O projeto também avalia, ao final, algumas questões socioambientais. “Vimos que pelo menos 10 participantes reduziram o consumo de água e eletricidade. Outro dado é que cerca de 10 pessoas passaram a se sensibilizar mais com as necessidades sociais do bairro”, aponta Silvia.

Outro diferencial desta versão online da jornada foi a possibilidade de ter um envolvimento maior com os financiadores e uma aproximação deles com o público alvo. “O formato online, facilitou esta interação e a participação deles nas aulas. Com isso, nos proporcionaram uma aula inspiradora com Geraldo Rufino e Pedro Daltro, e para a finalização do projeto contamos com uma formação em planejamento de Aron Zylberman (diretor do Instituto SYN)”, lembra Silvia.

Silvia acredita também que o fato de terem gerado um ambiente seguro de aprendizagem permitiu que as pessoas se engajassem ainda mais no projeto. "As pessoas se sentiram livres para colocar suas dificuldades e necessidades. E esses pontos eram usados e discutidos para traçarmos um caminho juntos”, conta Silvia.

Nova edição do Realidade Empreendedora

Para 2021, será realizada uma nova edição do programa. As inscrições acontecem de 19 de abril a 14 de maio. As capacitações começarão em 17 de maio e durarão seis semanas, com encontros duas vezes por semana. Depois, há duas semanas voltadas para assessorias. Em seguida, eles voltam a alternar capacitações e assessorias. “Queremos que eles assimilem o conteúdo de forma gradual, tendo a possibilidade de aplicá-lo no dia a dia”, explica Silvia.

A expectativa do número de participantes também aumentou – no ano anterior, eram esperadas 30 pessoas e se formaram 39. Agora, espera-se que 50 empreendedores possam ganhar o certificado de participação.

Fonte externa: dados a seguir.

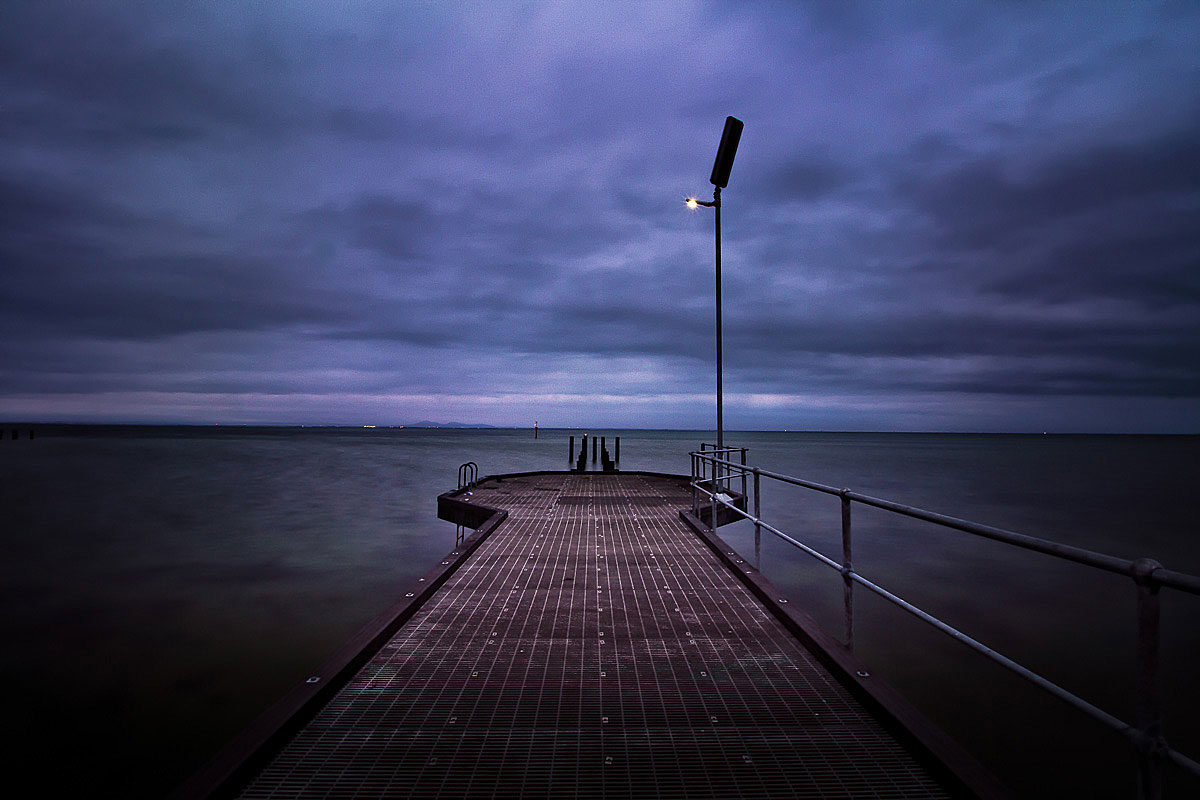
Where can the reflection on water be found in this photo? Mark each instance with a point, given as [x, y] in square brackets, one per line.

A curva de aprendizado proporcionada pela primeira edição também permitiu alguns ajustes para a segunda edição do projeto. “Ano passado, entendemos que o online facilita a interação entre os beneficiários. Nos programas presenciais, sempre fizemos assessorias individuais personalizadas nos locais dos empreendimentos. Só que no formato online, há a possibilidade de ter mais um empreendedor online ao mesmo tempo. Com isso, conseguimos desenvolver uma metodologia para assessorias em grupo, que permite uma troca grande e profunda de experiências entre eles. Nas assessorias personalizadas e individuais, geralmente o empreendedor se sente mais à vontade para tratar assuntos mais sensíveis (temas contábeis e financeiros, por exemplo), mas o trabalho feito em grupo favorece capitalizar as experiências e aprendizados compartilhados. Uma excelente forma de ajudar o empreendedor é quando ele vê que aquilo que deseja realizar já é possível para outra pessoa. Por isso, consideramos tão enriquecedor este método”, justifica Silvia.

Outra mudança de conteúdo diz respeito à presença maior de aulas sobre tecnologia. “Quando explicaremos o que é fluxo de caixa, por exemplo, e levaremos um empreendedor para testemunhar o quanto foi importante para ele fazê-lo, também explicaremos que há ferramentas online para calcular o fluxo de caixa, como os aplicativos.  A ideia é tentar aproximar sempre mais estas pessoas das tecnologias para descobrir os benefícios e as melhoras que pode gerar nas próprias responsabilidades cotidianas. Nas “periferias” ainda tem um potencial que precisa ser conhecido e potencializado: queremos contribuir e aprender com isso! ”, finaliza Silvia.